The most serious problem is that CBE became seen as an end in itself, not a means to an end. In the process, the focus shifted to how to do it, not why to do it.  And “how” was — and remains — often very difficult and expensive.  CBE and conventional, course-and-credit-based courses speak a different language, especially when it comes to learning management systems, registrar protocols, and SIS requirements.

Why CBE Still Matters

The “why” remains as compelling as ever: helping students develop the competencies they will need to continue learning throughout their academic and professional careers. But guiding students toward the development of self-direction and a capacity for continuous learning cannot be accomplished by simply focusing on passing classes. A true commitment to competency means a commitment to nurturing student agency — which is not compatible with the traditional faculty-centered model in which the instructor delivers and the student receives.

And let’s be honest: the conventional teacher-focused model of higher education was in trouble long before the pandemic — at least from the perspective of employers who found so many college graduates not yet ready for the workplace. Now the very value of higher education is being publicly questioned and many students will simply not bother to enroll.

Spring 2020:  What Might Have Been

Let’s imagine a counterfactual:  what would have happened if seven or eight years ago, competency-based principles had been adopted more broadly?  What if the conventional paradigm had shifted, so that by the spring of 2020, students were not expected to watch videos of lectures but were accustomed to having responsibility for and agency over their own education?  What if higher ed had committed to developing engaging hybrid or online learning and to meeting the needs of working adults?
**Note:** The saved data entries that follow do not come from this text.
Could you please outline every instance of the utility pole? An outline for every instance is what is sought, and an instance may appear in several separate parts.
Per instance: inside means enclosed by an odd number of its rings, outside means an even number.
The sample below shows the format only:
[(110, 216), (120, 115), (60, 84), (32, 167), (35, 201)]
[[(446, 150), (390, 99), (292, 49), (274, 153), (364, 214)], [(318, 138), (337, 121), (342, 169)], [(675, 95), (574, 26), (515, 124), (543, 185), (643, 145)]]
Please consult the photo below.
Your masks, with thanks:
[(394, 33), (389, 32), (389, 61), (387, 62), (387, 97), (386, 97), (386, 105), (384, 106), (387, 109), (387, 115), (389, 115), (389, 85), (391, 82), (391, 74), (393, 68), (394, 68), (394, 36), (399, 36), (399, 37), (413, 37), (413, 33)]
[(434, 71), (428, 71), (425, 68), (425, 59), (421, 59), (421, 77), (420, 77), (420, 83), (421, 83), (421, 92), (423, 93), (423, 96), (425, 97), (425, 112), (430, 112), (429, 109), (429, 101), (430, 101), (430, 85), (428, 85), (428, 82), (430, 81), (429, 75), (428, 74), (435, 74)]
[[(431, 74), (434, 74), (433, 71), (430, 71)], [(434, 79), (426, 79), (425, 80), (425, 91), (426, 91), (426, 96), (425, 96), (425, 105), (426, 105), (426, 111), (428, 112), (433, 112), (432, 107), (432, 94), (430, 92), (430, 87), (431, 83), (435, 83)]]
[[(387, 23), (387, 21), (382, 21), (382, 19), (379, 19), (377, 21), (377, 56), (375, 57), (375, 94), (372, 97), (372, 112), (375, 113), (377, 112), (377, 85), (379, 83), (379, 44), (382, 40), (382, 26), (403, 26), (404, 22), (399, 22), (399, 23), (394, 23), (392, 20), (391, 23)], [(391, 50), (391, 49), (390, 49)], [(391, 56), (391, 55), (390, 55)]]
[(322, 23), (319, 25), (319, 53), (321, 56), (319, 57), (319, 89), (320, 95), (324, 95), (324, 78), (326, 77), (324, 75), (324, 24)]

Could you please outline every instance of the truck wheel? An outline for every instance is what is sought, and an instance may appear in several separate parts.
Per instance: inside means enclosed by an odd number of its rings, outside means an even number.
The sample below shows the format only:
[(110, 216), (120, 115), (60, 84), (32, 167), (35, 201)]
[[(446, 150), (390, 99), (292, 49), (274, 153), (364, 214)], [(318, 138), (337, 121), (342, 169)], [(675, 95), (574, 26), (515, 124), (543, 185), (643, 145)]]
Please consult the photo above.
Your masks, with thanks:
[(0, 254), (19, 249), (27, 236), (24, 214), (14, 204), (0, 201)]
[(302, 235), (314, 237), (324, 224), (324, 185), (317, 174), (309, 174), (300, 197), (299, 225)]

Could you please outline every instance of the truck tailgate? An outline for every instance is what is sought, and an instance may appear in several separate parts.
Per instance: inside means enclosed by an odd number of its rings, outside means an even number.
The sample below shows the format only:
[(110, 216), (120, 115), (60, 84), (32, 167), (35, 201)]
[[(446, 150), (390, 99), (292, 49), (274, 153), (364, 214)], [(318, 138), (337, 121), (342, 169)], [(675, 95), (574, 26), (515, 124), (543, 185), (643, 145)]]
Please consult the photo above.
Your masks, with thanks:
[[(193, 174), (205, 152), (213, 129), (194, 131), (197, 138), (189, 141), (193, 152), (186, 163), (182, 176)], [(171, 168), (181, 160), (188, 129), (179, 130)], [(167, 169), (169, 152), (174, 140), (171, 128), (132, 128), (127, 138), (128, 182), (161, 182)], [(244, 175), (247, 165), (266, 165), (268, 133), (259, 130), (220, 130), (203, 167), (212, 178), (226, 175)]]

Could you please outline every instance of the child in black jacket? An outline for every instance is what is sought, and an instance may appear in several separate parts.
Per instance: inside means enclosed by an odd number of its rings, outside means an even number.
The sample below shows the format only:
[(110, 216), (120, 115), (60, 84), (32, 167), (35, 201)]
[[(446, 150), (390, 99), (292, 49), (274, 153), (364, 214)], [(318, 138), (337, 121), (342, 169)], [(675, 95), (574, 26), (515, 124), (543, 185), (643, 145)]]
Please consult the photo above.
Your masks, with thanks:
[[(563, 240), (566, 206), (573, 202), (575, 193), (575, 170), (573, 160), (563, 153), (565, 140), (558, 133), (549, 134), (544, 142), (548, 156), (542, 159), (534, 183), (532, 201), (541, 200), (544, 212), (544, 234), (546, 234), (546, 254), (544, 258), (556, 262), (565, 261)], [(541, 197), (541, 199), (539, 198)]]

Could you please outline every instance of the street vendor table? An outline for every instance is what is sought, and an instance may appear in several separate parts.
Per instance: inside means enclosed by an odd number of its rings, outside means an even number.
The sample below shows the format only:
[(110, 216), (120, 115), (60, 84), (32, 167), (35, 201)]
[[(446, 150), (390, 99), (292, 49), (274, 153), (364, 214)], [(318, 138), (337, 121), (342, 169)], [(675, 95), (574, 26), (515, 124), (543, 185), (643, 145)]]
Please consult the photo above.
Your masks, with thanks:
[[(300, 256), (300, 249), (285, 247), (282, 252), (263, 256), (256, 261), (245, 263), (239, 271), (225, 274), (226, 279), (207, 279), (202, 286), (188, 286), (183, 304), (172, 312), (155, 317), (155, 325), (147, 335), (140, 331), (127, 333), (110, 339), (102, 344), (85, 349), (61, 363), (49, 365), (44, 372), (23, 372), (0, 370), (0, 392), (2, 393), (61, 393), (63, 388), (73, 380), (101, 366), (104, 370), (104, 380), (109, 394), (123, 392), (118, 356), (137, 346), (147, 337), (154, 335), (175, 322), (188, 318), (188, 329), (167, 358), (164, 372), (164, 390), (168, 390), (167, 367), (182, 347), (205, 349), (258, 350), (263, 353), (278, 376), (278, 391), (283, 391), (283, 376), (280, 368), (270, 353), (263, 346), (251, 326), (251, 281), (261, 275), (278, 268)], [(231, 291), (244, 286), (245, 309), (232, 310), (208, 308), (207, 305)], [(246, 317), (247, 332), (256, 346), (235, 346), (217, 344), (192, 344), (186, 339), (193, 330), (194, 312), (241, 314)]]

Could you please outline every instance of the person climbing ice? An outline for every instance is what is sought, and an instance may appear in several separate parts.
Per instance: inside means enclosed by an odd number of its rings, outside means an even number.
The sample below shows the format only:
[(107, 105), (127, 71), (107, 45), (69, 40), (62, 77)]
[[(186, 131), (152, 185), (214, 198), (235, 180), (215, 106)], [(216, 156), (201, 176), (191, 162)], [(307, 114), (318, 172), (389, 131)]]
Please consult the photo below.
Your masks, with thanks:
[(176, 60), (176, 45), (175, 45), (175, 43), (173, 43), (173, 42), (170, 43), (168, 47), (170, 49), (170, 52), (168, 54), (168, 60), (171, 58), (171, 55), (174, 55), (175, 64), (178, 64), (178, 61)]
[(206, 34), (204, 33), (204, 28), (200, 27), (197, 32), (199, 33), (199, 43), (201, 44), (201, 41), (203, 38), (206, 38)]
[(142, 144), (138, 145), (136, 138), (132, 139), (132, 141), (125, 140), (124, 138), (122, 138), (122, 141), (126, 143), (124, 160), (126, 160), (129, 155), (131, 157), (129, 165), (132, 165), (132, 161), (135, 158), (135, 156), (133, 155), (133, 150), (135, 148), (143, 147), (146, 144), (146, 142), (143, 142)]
What if students already had access to and were using technology that seamlessly furthered — not interfered with — their learning, which gave them anytime, anywhere access to their education?  The spring of 2020 would have looked very different.  And we might now be facing a very different fall.

A New Vision for Digital Learning

Let’s  take what we learned this spring — and what we learned over the past eight years — and make a commitment to learning strategies and the supporting technology that do not depend on time or place. Or Zoom. We know how to engage learners through digital modalities with meaningful projects that foster engagement, self-direction and the capacity for continuous learning.  We know how to help students develop and demonstrate workforce-relevant competencies through authentic assessment. It’s called CBE.